Accelerator cards offer such advantages as flexibility, ease of system configuration, ability to carry out high speed parallel computing while still maintaining low latency and keeping the development cycle short.
How Do They Work?
Accelerator cards are powered almost exclusively by ASIC chips (application-specific integrated circuit) which can also be referred to as accelerators. They are, at their very base level, integrated circuits that have been designed to perform specialized tasks.
The IC mostly comes as a combination of an Analog circuit, an amplifier, a denoising circuit and a digital block such as registers and arithmetic logic units (ALUs) as well as memory blocks.
They make use of discrete signals for a digital plane and continuous signals for an Analog one.
These chips may have numerous applications but at their core level are used mainly to control other electronic devices and how they will function. The metal oxide semiconductor technology is used to fabricate them. Their complexity and the level of functionality have increased significantly especially owing to the fact that there has been a downwards trend in feature sizes and improvements in design tools.
Seeing as these chips are dedicated to one or a group of functions, they execute workloads way faster and efficiently as compared to their counterparts, the general purpose processors.
These operations are therefore accelerated on the card as opposed to if they were being carried out on a general purpose processor. The accelerator is incorporated with specialized logic that enables it to perform the said complex operations more efficiently.
Examples of accelerator cards include AI accelerator cards, PCIe accelerator cards, cryptographic accelerator cards, programmable accelerator cards and graphics accelerator cards. We shall discuss the first two that I have listed below.
Where AI comes in
AI accelerators can be defined as a specially designed hardware accelerator which has been specifically crafted to accelerate machine learning and artificial intelligence applications in general.
These applications also extend to computer vision and artificial intelligence neural networks. AN networks mostly fall under the realms of deep learning (DL). Examples of these applications include the implementation of algorithms for internet of things (IoT), robotics and carrying out automated tasks.
These types of accelerators make use of techniques such as optimized memory use and lower precision arithmetic, which have the effect of increasing computational throughput and accelerating calculations.
Optimized memory employs algorithms that analyse the use of an external memory model, also referred to as an I/O model or a disk access model. It forms an abstraction which performs the same as a Random Access Memory (RAM) machine model but has an added cache memory on top of the main memory already in place.

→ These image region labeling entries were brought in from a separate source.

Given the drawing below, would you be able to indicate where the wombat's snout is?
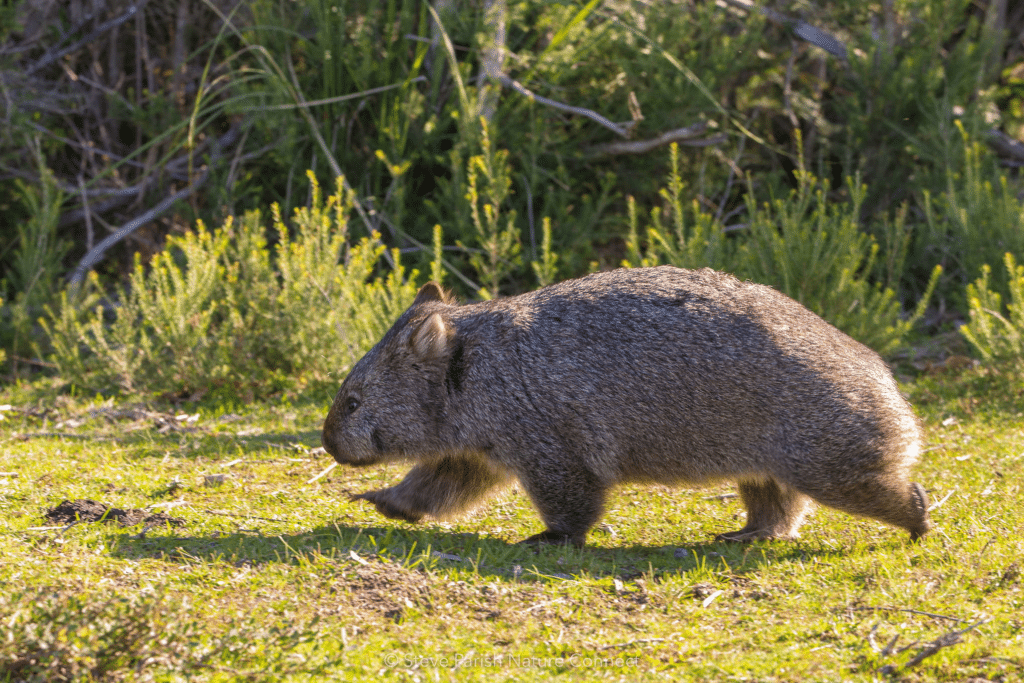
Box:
[321,425,348,465]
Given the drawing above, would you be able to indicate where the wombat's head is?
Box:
[321,283,454,465]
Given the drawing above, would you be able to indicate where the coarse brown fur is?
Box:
[323,266,931,545]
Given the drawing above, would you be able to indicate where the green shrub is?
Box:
[43,174,417,396]
[961,252,1024,362]
[625,145,941,355]
[922,122,1024,307]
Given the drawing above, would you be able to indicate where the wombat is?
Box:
[323,266,931,546]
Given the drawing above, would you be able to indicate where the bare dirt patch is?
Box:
[44,499,185,527]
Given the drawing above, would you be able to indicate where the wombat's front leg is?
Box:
[716,479,810,541]
[352,455,510,522]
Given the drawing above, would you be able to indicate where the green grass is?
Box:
[0,370,1024,681]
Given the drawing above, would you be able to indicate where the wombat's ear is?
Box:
[413,283,451,306]
[409,313,452,360]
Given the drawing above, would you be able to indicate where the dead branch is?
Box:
[881,616,989,675]
[498,74,636,137]
[68,124,241,290]
[850,606,967,622]
[721,0,847,61]
[590,121,728,155]
[25,0,150,76]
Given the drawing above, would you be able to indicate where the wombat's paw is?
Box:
[351,488,423,523]
[715,528,800,543]
[519,529,583,548]
[910,481,932,541]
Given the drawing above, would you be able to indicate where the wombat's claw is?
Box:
[715,528,778,543]
[519,530,583,548]
[349,490,423,523]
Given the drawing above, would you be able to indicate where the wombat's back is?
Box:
[475,266,920,482]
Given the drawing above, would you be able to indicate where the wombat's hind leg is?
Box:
[520,460,607,547]
[801,472,932,541]
[352,455,511,522]
[716,479,810,541]
[909,481,932,541]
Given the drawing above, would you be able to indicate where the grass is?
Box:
[0,370,1024,681]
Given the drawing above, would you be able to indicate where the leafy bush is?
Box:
[44,174,417,395]
[922,122,1024,304]
[626,145,941,355]
[961,252,1024,362]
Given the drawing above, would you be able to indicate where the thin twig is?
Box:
[498,74,636,137]
[25,0,148,76]
[249,76,428,112]
[594,638,668,651]
[850,606,967,623]
[203,510,287,522]
[69,125,240,290]
[306,463,338,483]
[723,0,847,60]
[590,121,728,155]
[901,616,988,670]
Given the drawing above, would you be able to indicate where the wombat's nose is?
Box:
[321,429,342,463]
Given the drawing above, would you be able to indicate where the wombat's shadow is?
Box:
[111,524,851,581]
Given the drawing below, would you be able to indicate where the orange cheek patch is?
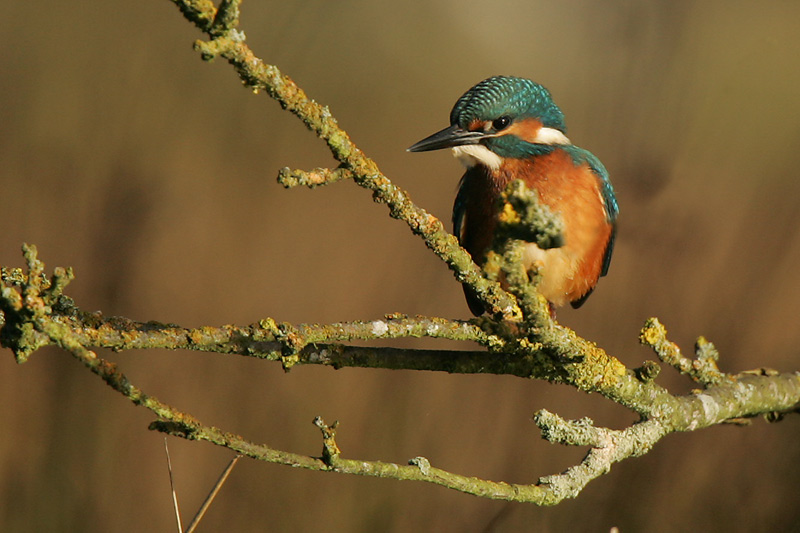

This method harnesses the speed by which data can be retrieved from the cache memory block. Read and write operations are also performed much faster as compared to doing the same tasks in main memory. A common metric used in measuring the performance of an algorithm is the running time. It is defined as the number of read and write operations to an external memory.
Low precision arithmetic makes use of floating point values which are denoted by very few bits known as mini floats. These are specialized for specific functions and thus do not fare well where general purpose numerical arithmetic operations are being carried out. These specific functions, which mostly fall under computer graphics, require that the iterations are small. Machine learning techniques also make use of these with such formats as the bfloat16.
PCIe Accelerator Cards
These are an answer to the current huge demands and thus rely on the availability of PCIe interfaces for plugging in accelerator cards. These slots then make it possible to accomplish all of the above with the goal of handling processor workloads by trying to meet the required data processing bandwidth.
Accelerators cards have slots on them which have been specifically PCIe standardized. These, however , pose a challenge as the size of the accelerator boards are fixed and cannot be expanded.